Oltre alle foto ho ritrovato un blocchetto di appunti che avevo scritto in data 19 settembre 2009 a Napoli. Un’ideale prefazione per un libro su mio nonno che da tempo desidero scrivere. Motivo? Riscoprire la sua figura, esigenza che in un giorno di memoria come questo diventa ancora più imperativa. Nonno Aldo è stato partigiano. Ho sempre desiderato dire e scrivere tante cose su di lui ma so davvero poco. Quello che so, raccontato da mia nonna quando ero bambino e ricordato piuttosto male da mia mamma, passa attraverso poche e pesanti parole chiave: montagna, resistenza, tedeschi, tortura, liberazione. Il resto lo racconterò io, perchè è una di quelle ricerche che vanno intraprese. Qualche spunto operativo, grazie al prezioso amico Angelo Arata (docente, storico e romanziere della “mia” Acqui Terme per il quale nutro enorme stima), ho cominciato a raccoglierlo. Questo è il mio 25 aprile. Il ricordo di una persona a me cara che ha combattuto, ha vissuto la tortura, ha rischiato la vita, anche per un nipote che non avrebbe mai conosciuto.

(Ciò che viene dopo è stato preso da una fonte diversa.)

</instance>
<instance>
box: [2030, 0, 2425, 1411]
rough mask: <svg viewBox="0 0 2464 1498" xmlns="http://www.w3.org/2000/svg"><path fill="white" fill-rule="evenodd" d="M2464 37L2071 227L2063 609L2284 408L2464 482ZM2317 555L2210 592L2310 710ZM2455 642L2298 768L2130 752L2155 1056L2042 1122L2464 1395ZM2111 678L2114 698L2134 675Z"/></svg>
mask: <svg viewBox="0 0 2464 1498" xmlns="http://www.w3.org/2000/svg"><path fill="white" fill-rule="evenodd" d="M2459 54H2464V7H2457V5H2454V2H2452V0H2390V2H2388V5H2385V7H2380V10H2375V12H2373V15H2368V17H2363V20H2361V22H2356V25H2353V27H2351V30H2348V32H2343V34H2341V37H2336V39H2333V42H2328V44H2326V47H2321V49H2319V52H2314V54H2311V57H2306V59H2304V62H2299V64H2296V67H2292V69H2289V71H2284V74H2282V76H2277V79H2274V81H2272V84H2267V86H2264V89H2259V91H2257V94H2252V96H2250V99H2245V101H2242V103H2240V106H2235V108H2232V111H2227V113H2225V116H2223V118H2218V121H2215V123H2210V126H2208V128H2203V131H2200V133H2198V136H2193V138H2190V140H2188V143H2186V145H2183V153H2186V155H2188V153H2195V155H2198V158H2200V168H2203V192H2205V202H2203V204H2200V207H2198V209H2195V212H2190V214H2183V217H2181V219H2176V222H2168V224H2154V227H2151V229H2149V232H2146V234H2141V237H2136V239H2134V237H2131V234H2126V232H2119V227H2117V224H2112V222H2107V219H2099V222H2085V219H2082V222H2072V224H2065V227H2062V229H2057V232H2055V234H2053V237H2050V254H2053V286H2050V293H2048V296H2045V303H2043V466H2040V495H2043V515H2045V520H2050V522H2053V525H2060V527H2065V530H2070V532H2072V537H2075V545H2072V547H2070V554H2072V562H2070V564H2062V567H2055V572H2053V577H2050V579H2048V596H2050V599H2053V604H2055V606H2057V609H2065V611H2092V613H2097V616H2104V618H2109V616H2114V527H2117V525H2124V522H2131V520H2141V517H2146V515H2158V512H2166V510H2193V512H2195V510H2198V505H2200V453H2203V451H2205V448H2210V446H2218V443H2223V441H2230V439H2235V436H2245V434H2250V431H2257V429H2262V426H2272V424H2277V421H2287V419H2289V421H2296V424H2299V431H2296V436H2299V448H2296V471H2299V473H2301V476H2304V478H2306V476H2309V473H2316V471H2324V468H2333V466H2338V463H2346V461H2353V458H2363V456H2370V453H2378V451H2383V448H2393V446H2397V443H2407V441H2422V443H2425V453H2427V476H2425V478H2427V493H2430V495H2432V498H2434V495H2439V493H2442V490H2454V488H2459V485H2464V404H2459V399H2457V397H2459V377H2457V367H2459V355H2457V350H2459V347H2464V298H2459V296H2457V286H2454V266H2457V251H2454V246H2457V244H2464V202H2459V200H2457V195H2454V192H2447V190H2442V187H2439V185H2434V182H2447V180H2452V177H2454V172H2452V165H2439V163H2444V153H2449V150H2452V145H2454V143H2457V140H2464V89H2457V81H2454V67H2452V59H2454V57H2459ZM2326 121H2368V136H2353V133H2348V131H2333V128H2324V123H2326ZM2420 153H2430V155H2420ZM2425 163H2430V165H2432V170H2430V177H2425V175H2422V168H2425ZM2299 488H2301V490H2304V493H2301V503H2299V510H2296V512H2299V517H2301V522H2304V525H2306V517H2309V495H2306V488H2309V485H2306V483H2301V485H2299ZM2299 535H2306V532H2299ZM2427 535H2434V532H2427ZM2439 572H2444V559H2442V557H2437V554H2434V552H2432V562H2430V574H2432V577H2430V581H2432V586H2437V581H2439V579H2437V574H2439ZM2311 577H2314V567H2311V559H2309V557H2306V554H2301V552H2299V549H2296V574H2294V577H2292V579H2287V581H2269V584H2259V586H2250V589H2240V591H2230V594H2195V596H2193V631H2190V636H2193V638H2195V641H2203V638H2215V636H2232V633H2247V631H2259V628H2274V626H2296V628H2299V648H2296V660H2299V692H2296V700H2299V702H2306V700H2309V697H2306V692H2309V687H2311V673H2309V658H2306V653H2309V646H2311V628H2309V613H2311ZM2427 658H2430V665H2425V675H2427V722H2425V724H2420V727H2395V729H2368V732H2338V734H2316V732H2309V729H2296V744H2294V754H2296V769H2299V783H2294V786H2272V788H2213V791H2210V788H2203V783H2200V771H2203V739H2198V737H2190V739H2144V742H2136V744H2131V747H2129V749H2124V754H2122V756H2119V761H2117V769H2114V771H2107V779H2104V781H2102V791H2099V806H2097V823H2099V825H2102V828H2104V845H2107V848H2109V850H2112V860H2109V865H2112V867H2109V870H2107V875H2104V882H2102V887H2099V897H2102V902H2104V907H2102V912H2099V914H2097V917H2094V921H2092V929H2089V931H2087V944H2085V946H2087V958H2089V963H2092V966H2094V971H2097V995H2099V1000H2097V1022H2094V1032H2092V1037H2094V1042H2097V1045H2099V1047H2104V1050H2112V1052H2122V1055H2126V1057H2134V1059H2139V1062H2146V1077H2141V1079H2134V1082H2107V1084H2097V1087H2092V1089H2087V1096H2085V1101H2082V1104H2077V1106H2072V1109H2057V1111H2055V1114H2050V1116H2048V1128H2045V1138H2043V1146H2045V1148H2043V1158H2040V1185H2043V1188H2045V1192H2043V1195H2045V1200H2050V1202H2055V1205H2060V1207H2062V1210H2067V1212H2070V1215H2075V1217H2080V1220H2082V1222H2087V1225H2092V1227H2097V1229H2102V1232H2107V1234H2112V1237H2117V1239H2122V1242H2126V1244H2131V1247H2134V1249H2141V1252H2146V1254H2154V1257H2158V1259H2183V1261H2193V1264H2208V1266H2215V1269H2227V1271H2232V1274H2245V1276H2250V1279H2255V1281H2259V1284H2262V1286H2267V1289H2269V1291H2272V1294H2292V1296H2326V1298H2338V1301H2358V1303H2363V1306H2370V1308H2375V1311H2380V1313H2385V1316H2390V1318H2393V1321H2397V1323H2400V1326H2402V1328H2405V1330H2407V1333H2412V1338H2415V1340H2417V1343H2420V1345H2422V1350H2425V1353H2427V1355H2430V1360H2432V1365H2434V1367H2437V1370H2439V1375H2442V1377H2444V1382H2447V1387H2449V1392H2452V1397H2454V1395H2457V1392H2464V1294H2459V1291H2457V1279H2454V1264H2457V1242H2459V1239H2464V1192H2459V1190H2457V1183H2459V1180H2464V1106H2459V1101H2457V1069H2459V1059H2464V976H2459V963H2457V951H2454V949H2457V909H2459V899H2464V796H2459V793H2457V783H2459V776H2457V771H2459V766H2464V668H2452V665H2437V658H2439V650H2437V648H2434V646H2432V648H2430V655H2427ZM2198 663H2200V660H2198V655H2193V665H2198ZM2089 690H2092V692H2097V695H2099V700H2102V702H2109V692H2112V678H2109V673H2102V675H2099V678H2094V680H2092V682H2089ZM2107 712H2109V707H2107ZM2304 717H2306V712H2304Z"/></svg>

Mio nonno era socialista. Da quel poco che so me lo immagino fiero e rigoroso. Chissà cosa avrebbe pensato del carnevale craxiano. Tante volte mi sono sentito in difficoltà nei suoi confronti, bestiaccia anarcoide che non sono altro, io che a Luciano Lama avrei di sicuro preferito il Dalai Lama, e che alla rossa glorificazione di Mao ho sempre preferito le bislacche sorprese del Tao. Ogni 25 aprile nutro il mio piccolo orgoglio personale pensando alla sua storia e con un pizzico di rimpianto mi chiedo cosa sarebbe successo se lo avessi conosciuto. Una cosa non sarebbe cambiata: lo avrei tenuto egualmente nel mio piccolo olimpo di “spiritual advisors” insieme ai grandi che ogni giorno mi suggeriscono direzioni, mi evocano riflessioni, mi spingono al miglioramento. Perchè mio nonno rappresenta la forza, la libertà e una radice che da qualche anno sto coltivando con dedizione.

Nella foto seguente mio nonno Aldo è quello a sinistra. Immediato dopoguerra, doppiopetto ancora largo, passo sicuro, sorriso lieto. Come sempre una splendida Acqui Terme, quella della mia amatissima Piazza Bollente. Della nostra amatissima Piazza Bollente, caro nonno.